American Hustle
A friend on facebook ("friend") was soliciting recruits for her Jewish Christmas festivities, which involved Chinese food and watching American Hustle. I told her "that movie is the tits!!!"
It sure is! Literally, boobs everywhere. I wish I could dress like Amy Adams and cut all of my outfits down to the navel. But we live in a society I guess. A consumerist society where I did some perfunctory Boxing Day shopping today. I know I'm an adult now because I've started to fantasize about winning the lottery. That's when you know your actual dreams are dying.
Anyway, this movie is non-stop movers and shakers, getting into hijinx and spitting out dialogue with crazy eyes and winsome 70s songs. A rascally pair of lovebird con-artists-- these characters are like finger-guns in a photograph. THE BEST. It's rare that I expect a movie to be perfect and then it's even better. The story is frenetic and never-ending. And funny too. You don't really expect it to make you laugh the whole time, but it does. Jennifer Lawrence is funny in the way Cameron Diaz always thinks she is. It's kinda irritating. Like my friend who called yesterday to tell me she's pregnant again, they bought a house, she got a promotion, her husband got a promotion, she lost weight and reconnected with her estranged sister. MERRY CHRISTMAS, PERFECT LIFE. Are you going to win the lottery too?! No, I'm very happy for her. But come on, Jennifer Lawrence. Stop making us all feel so unaccomplished.
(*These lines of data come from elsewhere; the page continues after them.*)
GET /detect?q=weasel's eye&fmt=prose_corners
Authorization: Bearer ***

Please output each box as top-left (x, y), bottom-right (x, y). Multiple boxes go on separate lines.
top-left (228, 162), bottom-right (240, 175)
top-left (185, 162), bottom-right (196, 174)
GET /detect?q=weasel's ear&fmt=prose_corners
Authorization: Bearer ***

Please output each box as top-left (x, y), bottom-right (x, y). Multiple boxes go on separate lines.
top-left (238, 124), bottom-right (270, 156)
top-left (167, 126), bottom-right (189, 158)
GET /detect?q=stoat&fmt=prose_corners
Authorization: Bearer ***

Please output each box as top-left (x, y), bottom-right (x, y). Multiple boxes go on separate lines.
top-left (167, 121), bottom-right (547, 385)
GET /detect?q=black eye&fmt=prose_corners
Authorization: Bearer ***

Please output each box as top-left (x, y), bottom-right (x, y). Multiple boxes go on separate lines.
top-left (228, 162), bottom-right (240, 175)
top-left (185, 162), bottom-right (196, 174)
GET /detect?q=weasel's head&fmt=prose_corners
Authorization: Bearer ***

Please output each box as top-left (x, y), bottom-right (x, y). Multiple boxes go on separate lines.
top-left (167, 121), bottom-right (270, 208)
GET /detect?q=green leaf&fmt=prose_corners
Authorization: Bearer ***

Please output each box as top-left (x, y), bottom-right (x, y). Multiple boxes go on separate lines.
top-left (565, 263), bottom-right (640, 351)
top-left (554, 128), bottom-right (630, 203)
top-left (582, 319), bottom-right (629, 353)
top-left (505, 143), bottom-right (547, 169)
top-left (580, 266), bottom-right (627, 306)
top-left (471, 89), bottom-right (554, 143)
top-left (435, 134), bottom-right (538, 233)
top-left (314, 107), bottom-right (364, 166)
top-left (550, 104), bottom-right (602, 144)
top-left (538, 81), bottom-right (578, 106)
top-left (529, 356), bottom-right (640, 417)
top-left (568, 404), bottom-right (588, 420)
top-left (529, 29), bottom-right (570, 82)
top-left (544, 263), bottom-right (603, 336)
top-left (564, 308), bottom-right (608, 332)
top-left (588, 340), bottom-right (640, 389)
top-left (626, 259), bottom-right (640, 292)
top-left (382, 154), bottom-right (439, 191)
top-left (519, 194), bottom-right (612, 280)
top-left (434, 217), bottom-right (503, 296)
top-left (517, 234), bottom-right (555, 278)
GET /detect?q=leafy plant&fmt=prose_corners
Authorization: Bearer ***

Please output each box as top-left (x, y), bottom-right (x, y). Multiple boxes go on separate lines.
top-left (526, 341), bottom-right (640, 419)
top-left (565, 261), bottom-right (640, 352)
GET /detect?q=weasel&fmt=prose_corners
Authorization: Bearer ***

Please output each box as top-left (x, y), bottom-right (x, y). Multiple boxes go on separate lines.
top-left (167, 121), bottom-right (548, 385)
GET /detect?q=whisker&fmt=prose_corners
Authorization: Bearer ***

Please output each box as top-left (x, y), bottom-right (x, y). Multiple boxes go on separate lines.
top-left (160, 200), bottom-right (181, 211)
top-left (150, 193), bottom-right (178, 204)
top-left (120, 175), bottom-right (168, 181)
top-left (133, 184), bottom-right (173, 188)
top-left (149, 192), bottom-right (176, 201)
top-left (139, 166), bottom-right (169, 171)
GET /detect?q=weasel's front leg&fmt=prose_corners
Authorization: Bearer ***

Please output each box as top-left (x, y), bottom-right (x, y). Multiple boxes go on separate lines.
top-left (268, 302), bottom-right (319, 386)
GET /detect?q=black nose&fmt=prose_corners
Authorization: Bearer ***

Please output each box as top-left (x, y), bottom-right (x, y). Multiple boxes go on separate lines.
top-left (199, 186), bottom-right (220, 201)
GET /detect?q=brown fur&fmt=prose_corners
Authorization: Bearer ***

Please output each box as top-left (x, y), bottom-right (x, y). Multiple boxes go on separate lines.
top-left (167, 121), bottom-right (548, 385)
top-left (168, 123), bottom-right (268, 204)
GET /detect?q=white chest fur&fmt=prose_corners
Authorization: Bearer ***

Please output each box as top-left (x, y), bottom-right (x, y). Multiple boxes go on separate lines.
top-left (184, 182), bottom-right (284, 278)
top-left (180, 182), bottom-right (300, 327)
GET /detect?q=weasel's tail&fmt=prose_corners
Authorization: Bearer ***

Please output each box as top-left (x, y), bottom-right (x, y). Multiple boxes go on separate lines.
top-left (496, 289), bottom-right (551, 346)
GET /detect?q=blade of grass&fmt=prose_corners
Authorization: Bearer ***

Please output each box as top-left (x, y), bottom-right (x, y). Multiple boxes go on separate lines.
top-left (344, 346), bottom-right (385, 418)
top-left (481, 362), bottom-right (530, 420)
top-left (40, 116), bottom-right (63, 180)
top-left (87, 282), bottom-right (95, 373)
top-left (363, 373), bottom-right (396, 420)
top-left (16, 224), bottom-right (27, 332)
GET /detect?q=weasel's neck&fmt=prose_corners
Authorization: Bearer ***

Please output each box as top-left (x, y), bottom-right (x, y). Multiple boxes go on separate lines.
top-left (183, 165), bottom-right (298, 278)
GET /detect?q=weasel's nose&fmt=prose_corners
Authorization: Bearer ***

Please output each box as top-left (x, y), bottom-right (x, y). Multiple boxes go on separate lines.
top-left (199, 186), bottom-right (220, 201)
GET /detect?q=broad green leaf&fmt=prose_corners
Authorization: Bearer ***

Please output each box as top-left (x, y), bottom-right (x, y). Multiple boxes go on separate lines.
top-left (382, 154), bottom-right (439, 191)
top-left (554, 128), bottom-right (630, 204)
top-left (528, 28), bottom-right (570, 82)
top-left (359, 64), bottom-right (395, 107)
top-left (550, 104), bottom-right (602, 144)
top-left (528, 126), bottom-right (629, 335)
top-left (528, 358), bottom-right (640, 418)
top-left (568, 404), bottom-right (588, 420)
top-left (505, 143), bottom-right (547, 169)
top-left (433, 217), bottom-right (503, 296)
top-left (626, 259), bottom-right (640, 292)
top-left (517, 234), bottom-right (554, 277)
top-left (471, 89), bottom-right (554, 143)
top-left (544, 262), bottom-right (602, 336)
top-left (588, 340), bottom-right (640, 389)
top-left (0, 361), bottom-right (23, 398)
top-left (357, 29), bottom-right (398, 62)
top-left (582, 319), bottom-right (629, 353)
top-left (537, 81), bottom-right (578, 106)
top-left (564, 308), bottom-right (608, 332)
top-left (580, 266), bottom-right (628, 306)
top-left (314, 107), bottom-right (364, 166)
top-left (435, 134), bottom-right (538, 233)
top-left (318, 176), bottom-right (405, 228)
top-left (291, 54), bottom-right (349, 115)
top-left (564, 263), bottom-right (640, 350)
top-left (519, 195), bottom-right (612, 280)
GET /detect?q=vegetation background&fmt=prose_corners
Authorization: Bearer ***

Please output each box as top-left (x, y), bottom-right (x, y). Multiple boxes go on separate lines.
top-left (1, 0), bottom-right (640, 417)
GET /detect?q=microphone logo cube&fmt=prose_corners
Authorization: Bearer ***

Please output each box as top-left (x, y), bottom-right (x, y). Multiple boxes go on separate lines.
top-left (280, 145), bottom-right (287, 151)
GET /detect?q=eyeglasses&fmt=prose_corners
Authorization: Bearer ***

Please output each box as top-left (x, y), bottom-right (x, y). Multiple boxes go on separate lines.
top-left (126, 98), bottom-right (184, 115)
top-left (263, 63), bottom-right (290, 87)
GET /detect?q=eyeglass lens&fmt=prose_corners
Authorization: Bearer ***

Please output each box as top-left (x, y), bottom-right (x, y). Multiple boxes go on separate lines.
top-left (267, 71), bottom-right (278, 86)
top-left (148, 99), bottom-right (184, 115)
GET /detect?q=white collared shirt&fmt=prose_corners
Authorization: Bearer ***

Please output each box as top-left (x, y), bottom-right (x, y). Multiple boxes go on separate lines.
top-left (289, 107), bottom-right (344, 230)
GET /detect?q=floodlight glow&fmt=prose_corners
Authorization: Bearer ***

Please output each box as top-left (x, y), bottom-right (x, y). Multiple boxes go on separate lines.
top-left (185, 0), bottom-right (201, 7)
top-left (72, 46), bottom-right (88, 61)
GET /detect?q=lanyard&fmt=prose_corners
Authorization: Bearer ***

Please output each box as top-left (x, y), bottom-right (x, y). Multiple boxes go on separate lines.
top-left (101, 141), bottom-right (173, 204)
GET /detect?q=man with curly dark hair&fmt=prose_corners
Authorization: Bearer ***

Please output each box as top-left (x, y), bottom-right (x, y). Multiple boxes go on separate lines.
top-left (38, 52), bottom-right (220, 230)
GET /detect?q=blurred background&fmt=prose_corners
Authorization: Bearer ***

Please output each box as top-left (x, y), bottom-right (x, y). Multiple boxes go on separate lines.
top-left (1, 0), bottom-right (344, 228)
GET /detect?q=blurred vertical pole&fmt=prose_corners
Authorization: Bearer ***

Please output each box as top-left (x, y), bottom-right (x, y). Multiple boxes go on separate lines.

Overall, the movie is lots of silly and dramatic people amusing you with absurd hairstyles and endless off-screen coke shenanigans, plus exceptional acting. Louis CK is there too! Christian Bale got fat and dances to jazz! Bradley Cooper impersonates Louis CK! Jennifer Lawrence sets things on fire! Jeremy Renner's hair makes him 8 feet tall!
Anchorman 2
Well. This just is what it is. If you eat a double-dosed pot cookie, you won't regret watching this sequel that is exactly as good as the Hangover 2. There aren't really any new jokes, but those old ones aren't bad to hear repeated. Not necessary to hear repeated, but it's better to see this movie than to spend another evening on the brown suede loveseat you begged off your mom, eating chips and pressing "refresh" on the Jezebel homepage.
I also played poker this Christmas for the first time in my life and all these 70s themed activities are making me strongly consider buying this coat, because I make terrible decisions across the board.